Other panels expanded the lens further. Timo Koch conceptualised transnational right wing popular fronts, while comparative papers examined anti gender politics in Türkiye, Algeria, Bulgaria, and across Central and Eastern Europe and the SWANA region. Methodological reflection was equally present, with contributions on digital storytelling, participatory communication, and the mental health impacts of hostile media discourses targeting transgender people.
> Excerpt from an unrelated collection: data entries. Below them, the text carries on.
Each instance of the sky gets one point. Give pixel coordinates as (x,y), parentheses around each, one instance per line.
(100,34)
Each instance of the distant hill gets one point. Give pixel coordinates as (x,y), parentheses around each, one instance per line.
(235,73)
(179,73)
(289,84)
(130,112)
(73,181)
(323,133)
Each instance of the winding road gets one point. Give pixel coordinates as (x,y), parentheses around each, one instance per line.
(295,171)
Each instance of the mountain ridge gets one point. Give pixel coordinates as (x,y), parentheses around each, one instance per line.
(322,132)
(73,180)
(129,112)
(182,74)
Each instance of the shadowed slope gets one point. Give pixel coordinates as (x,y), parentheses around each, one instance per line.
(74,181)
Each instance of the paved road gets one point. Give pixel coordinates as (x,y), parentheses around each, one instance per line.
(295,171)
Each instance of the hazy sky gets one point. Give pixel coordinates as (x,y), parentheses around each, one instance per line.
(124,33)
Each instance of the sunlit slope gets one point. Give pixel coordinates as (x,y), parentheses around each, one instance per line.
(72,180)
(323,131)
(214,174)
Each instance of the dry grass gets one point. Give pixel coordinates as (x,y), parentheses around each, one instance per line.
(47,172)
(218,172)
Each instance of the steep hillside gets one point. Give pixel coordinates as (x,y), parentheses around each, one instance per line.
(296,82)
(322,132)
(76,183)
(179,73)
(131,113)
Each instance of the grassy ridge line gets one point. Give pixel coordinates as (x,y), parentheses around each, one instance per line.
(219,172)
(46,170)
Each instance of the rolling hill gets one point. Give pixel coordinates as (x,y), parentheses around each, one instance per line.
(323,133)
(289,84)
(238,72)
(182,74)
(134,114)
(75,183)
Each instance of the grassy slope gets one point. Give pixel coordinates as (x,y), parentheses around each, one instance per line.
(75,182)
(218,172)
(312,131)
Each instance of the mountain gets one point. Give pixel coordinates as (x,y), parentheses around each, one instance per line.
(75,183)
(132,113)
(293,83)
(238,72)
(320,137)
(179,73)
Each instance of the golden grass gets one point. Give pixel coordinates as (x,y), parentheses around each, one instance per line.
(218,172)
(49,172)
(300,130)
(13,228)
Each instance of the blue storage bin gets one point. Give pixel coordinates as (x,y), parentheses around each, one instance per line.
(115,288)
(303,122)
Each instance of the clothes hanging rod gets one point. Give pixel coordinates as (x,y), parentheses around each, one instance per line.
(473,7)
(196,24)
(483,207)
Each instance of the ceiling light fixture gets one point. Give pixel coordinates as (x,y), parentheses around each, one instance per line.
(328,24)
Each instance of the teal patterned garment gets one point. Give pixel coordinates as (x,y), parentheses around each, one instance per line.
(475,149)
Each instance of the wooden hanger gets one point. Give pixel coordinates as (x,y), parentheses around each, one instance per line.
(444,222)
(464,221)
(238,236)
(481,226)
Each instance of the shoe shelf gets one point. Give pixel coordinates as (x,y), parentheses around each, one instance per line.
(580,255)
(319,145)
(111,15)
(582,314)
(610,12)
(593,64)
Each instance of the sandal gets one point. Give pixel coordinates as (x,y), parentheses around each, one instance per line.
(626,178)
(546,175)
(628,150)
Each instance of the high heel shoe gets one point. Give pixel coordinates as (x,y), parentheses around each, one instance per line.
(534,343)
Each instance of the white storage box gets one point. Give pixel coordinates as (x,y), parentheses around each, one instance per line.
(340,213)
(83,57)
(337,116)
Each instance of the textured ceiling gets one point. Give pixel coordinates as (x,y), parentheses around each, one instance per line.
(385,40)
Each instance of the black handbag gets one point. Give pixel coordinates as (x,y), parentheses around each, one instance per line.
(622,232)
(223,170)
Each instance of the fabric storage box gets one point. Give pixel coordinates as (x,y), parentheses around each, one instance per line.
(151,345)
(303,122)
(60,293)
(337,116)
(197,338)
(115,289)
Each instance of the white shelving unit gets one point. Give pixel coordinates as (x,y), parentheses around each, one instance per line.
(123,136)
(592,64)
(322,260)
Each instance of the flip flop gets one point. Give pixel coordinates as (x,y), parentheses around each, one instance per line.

The final day foregrounded early career scholars and questions of dissemination and sustainability. Presentations on Serbia, Moldova, Romania, Georgia, and the Czech Republic demonstrated both the vitality of the field and the uneven risks scholars face depending on their institutional and political contexts. A concluding panel on funding and long-term collaboration where senior colleagues generously shared their experience and proposed mentorship schemes made clear that building durable research infrastructures is itself a form of democratic work.
Leaving Amiens, it was impossible not to be struck by a shared awareness running through the conference. Anti gender movements thrive on simplification, but researching them requires slow comparison, historical depth, and collective care. This meeting showed that such work is already being done across Europe and beyond, often under pressure, and that spaces like this COST Action remain essential for sustaining both critical scholarship and scholarly solidarity.